On the other hand, we may employ a variety of blockchain systems, such as Tezos, Flow, EOS, and Ethereum. On the basis of their consensus process, blockchain systems may be divided into two primary categories: permissioned (private) and permissionless (public). Any node can take part in a peer-to-peer network on a public blockchain, which is completely decentralised. Without the approval of the other nodes in the network, a node may quit the network.

In a private blockchain, nodes need specific access or authorisation to obtain network authentication. One of the most well-known private blockchains is Hyperledger, which only permits authorised users to join the network after authentication. This offers security to a collection of organisations that do not fully trust one another but are working towards the same goal, such as exchanging information. A permissioned blockchain network allows for the adoption of Byzantine fault-tolerant (BFT) consensus by all participants. A membership identity service provided by Fabric controls user IDs and validates the network users, as shown in Figure 6.

Members can retain privacy and confidentiality since they are not aware of one another’s actions, although they know each other’s identities.
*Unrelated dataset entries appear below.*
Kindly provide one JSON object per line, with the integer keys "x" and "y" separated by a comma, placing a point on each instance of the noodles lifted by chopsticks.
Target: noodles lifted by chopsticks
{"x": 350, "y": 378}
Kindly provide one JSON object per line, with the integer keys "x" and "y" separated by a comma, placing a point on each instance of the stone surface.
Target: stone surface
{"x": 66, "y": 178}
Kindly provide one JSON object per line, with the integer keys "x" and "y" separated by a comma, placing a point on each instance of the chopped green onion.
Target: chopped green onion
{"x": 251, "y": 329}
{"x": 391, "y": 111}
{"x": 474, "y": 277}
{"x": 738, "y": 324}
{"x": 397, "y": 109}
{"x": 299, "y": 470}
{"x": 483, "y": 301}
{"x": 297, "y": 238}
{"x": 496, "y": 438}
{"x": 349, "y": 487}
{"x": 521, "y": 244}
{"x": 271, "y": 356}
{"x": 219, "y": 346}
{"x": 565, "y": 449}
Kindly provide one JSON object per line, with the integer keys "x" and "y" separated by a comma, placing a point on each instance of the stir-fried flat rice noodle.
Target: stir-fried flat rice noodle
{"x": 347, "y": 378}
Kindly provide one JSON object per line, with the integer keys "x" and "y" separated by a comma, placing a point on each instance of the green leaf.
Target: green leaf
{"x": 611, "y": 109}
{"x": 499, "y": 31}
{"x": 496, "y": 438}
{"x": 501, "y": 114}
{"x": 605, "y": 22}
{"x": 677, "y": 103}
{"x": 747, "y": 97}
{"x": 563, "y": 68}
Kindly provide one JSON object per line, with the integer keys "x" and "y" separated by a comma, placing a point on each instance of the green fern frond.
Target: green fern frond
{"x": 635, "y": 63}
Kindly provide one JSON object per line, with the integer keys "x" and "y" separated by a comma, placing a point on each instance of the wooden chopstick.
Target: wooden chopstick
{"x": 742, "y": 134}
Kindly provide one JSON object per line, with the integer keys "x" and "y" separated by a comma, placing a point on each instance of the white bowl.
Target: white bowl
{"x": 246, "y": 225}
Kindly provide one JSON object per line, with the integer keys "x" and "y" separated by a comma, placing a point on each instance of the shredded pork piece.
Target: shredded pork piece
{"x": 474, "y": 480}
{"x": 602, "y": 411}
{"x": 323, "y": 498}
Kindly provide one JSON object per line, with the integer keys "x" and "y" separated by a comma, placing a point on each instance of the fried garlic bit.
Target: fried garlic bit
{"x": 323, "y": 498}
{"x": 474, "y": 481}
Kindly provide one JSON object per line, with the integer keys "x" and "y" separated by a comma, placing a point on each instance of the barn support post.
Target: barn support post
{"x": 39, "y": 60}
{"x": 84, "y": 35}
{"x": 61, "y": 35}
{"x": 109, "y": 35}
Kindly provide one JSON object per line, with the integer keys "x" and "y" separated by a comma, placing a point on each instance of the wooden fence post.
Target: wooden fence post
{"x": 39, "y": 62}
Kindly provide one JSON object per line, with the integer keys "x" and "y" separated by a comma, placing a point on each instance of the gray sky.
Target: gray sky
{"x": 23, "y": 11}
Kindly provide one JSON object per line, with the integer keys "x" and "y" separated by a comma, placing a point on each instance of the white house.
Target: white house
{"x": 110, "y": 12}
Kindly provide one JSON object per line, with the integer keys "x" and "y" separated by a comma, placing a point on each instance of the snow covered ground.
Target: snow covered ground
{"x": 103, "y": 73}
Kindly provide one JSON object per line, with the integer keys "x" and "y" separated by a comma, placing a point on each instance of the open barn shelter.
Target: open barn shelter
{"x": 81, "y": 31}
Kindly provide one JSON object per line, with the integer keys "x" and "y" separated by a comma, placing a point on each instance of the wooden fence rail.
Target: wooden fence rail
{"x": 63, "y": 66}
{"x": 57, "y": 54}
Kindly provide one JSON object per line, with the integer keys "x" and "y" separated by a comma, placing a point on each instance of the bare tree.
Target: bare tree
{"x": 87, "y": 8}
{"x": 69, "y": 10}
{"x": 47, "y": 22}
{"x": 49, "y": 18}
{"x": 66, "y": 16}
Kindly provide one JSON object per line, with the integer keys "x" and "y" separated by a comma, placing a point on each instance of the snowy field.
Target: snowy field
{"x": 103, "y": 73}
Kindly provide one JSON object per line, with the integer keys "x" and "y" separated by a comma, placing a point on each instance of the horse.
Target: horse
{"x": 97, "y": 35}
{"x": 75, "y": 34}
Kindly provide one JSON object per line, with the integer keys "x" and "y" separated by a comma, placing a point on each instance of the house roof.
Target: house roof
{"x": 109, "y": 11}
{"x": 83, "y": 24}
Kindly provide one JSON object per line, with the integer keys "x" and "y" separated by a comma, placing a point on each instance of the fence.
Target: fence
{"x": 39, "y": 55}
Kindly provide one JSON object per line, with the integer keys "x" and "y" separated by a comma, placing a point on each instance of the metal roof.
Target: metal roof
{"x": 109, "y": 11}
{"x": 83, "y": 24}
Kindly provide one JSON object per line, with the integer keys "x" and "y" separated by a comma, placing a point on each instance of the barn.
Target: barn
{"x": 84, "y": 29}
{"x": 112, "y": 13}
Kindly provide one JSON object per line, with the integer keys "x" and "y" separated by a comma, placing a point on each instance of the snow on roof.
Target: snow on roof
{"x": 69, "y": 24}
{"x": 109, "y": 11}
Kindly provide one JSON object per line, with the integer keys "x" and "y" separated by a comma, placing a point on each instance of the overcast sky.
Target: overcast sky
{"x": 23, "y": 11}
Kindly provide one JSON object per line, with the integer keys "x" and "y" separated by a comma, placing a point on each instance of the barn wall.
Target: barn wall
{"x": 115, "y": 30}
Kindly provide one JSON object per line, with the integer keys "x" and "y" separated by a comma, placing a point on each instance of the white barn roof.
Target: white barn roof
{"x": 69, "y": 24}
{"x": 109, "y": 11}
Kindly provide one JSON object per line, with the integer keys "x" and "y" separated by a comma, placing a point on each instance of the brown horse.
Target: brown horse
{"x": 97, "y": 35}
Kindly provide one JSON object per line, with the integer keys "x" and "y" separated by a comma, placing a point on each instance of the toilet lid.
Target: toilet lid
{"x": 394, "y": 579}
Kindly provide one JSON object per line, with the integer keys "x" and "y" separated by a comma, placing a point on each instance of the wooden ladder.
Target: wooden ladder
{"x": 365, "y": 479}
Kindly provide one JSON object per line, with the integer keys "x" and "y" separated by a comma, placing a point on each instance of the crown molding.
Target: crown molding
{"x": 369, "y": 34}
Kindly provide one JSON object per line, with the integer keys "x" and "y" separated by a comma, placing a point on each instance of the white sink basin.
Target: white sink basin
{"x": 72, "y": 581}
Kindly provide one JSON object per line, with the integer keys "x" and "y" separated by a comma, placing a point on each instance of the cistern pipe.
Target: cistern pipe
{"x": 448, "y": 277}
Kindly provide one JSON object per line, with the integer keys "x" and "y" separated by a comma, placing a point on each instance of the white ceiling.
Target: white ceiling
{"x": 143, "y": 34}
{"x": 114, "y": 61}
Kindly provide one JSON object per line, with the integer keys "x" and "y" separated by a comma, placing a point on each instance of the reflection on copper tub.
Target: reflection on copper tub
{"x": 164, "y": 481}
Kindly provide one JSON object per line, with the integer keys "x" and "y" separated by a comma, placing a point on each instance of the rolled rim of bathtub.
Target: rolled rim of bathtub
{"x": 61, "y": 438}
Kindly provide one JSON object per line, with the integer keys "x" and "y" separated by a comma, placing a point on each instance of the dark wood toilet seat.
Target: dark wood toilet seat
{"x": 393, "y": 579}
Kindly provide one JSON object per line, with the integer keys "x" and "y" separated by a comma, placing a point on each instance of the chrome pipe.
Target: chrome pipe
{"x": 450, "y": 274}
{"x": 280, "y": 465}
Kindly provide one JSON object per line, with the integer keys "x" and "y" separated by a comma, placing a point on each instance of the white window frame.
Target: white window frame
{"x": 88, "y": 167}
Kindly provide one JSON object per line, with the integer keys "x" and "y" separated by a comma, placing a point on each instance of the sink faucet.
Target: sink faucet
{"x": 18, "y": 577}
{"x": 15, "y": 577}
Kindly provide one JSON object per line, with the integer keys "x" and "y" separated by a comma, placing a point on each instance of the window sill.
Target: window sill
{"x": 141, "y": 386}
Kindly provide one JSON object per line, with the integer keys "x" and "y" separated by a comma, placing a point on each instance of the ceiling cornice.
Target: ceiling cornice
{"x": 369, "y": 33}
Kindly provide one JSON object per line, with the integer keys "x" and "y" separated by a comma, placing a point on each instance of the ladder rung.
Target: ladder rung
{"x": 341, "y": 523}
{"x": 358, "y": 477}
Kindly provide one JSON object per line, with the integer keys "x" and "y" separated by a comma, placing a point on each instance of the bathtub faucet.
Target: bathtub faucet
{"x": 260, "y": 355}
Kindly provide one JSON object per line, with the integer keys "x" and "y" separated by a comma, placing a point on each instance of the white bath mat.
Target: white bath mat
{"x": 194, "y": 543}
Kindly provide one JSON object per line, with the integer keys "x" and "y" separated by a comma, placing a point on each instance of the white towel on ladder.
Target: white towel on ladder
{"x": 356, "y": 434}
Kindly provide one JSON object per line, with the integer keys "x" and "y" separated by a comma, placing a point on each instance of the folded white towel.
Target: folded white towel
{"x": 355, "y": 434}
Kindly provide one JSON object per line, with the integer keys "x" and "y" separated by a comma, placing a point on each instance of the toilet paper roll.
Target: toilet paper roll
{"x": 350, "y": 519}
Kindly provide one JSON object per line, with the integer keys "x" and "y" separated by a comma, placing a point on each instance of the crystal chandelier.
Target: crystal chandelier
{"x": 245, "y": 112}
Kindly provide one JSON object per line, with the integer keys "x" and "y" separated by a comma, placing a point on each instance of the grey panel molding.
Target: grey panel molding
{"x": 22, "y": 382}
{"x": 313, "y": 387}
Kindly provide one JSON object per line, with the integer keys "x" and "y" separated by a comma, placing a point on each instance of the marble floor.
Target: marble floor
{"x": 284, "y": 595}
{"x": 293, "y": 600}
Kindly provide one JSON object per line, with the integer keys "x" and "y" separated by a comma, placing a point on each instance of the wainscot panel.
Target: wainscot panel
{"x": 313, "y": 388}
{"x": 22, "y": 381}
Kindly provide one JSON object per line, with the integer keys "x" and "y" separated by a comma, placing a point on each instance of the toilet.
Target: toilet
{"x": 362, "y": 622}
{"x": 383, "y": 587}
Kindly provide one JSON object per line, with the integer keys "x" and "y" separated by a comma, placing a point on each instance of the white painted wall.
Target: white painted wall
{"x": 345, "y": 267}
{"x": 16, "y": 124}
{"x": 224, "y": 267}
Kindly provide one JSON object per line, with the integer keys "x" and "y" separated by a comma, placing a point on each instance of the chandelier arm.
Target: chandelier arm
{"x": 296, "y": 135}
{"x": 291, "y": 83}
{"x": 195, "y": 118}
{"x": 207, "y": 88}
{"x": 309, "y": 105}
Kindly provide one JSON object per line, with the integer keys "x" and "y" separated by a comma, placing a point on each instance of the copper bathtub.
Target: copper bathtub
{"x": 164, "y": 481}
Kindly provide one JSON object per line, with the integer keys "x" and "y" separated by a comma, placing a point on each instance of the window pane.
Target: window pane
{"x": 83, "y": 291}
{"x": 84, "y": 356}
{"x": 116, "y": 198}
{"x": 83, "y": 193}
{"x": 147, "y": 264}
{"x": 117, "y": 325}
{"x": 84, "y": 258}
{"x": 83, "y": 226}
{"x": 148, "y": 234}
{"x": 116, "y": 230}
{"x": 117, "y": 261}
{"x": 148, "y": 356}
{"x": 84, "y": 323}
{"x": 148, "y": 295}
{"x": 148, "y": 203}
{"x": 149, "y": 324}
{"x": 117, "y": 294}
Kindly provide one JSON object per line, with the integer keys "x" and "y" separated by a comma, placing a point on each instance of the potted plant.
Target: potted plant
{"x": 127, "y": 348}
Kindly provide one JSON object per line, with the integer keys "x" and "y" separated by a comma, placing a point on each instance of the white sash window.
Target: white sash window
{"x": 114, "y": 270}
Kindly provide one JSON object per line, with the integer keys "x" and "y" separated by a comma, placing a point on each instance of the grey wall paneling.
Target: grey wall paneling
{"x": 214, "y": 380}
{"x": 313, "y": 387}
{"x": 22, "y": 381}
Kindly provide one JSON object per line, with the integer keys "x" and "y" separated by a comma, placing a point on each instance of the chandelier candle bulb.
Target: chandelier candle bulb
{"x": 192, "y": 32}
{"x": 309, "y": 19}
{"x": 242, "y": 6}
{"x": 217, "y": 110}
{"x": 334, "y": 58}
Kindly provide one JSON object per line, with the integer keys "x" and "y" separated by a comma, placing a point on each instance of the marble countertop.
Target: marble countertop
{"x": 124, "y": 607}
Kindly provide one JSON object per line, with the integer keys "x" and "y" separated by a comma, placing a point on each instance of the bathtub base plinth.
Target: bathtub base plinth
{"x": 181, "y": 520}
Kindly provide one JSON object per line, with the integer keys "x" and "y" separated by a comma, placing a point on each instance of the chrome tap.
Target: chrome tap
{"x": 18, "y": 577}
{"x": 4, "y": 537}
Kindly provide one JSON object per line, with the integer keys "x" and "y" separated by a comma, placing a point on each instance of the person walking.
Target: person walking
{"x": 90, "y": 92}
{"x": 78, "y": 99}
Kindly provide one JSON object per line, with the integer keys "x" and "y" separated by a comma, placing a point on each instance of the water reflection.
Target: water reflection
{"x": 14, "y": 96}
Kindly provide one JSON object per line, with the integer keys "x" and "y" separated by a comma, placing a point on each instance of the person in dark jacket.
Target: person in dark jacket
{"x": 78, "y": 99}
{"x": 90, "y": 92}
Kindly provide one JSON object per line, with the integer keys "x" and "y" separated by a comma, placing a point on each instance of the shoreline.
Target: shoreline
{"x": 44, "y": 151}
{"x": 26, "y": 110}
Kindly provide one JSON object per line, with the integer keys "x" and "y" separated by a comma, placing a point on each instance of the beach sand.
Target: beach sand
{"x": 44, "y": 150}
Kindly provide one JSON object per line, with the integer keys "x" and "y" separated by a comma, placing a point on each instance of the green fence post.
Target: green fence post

Private blockchains, which are more secure, have piqued the curiosity of many banks and financial institutions, which think that these platforms could upend the present centralised systems.

The following procedures are used to implement an application’s storage as an NFT solution for IP management on the blockchain layer:

• The platform welcomes new creators.
• IP is uploaded by creators to the blockchain network.
• Requests by consumers to utilise the content.
• A blockchain is used by organisations to safeguard copyrights and resolve associated issues.

5. Conclusions

Strong timestamping, the possibility of smart contracts, and proof of existence are all provided by blockchain technology, allowing for the development of an environment that is accessible to everybody, transparent, distributed, cost-effective, and robust, with each transaction being auditable. On the other hand, the blockchain is unquestionably beneficial to the IP sector and helps students. Copyrights are aided when blockchain technology’s inherent properties are applied to the IP domain. This study focused on a conceptual framework for presenting NFT-based storage applications with a thorough analysis of a variety of topics, including history, model components, token standards for application domains, and research obstacles. The presented structure consists of four basic layers: application, storage, authentication, and verification. The main goal of this storage applicational system is to offer an NFT-based method that educational sectors might employ as a decentralised, impenetrable, and trustworthy network for rewarding students all over the world.